Byron Scott Comments on Lakers’ Struggles in Kobe Bryant’s Final Games

The Los Angeles Lakers are limping to the finish to close the 2015-16 NBA regular season, which doesn't sit well with head coach Byron Scott given the fact it has coincided with Kobe Bryant's last season.

Following the Lakers' 103-81 loss to the Los Angeles Clippers on Tuesday, Scott lamented his team's effort, according to ESPN.com's Baxter Holmes:

It bothers me that his last five, six, seven, eight games are going to be with the way we're playing as a team. That bothers me, because you're talking about a champion. That bothers me, because he is a champion. And I hate to see him go out this way.
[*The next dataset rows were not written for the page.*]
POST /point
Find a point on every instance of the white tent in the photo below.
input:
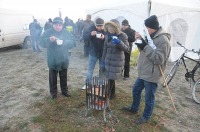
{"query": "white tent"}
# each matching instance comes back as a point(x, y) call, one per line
point(181, 18)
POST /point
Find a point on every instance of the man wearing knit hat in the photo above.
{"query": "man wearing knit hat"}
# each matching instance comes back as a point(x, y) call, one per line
point(126, 28)
point(154, 52)
point(85, 25)
point(57, 41)
point(95, 35)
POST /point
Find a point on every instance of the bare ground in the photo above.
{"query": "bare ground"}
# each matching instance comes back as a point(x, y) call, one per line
point(24, 81)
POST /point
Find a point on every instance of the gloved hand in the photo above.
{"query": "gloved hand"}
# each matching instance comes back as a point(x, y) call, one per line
point(115, 40)
point(142, 45)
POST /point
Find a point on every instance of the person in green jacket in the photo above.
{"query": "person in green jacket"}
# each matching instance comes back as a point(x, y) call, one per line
point(154, 53)
point(57, 41)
Unfortunately this is the way it's going to be.

It bothers the hell out of me that somebody who's given 20 years to this league and has played through broken fingers, come back from the Achilles, come back from the shoulder surgery, and he still goes out there and gives it everything he has, that bothers me.
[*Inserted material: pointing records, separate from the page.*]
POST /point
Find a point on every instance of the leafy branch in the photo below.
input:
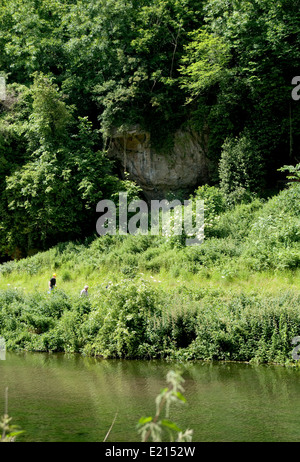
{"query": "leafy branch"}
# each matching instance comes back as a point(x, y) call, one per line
point(154, 427)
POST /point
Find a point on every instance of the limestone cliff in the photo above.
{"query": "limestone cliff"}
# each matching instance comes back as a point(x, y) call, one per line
point(159, 173)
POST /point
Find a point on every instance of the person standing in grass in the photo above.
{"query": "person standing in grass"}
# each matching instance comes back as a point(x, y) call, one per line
point(52, 282)
point(84, 291)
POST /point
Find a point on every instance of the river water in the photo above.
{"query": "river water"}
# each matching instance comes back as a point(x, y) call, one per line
point(71, 398)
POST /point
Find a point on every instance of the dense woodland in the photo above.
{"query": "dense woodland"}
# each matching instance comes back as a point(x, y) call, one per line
point(75, 70)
L.A. sits last in the Western Conference at 16-61, having lost six of its past seven games.

Bryant leads the team with 16.8 points per game in 61 contests, but the 37-year-old has been slowed by nagging injuries over the course of the grinding NBA season.



The future Hall of Famer continues to give it his all despite that, and he is hopeful the Lakers' younger players will learn to do the same in time, per Holmes:

We try to sit there and try to figure out, 'When did we start doing that?' At what age we started doing that. We try to figure out what that trigger was for us. Metta [World Peace], as far as he could remember, he was that way. As far as I can remember, I was that way. Watching Metta play in high school, he was that way.

I don't know. It's hard to comprehend or understand where that comes from. But at the same time, we've seen players not have that at the beginning and then develop that. It's just a matter of them developing it at this point.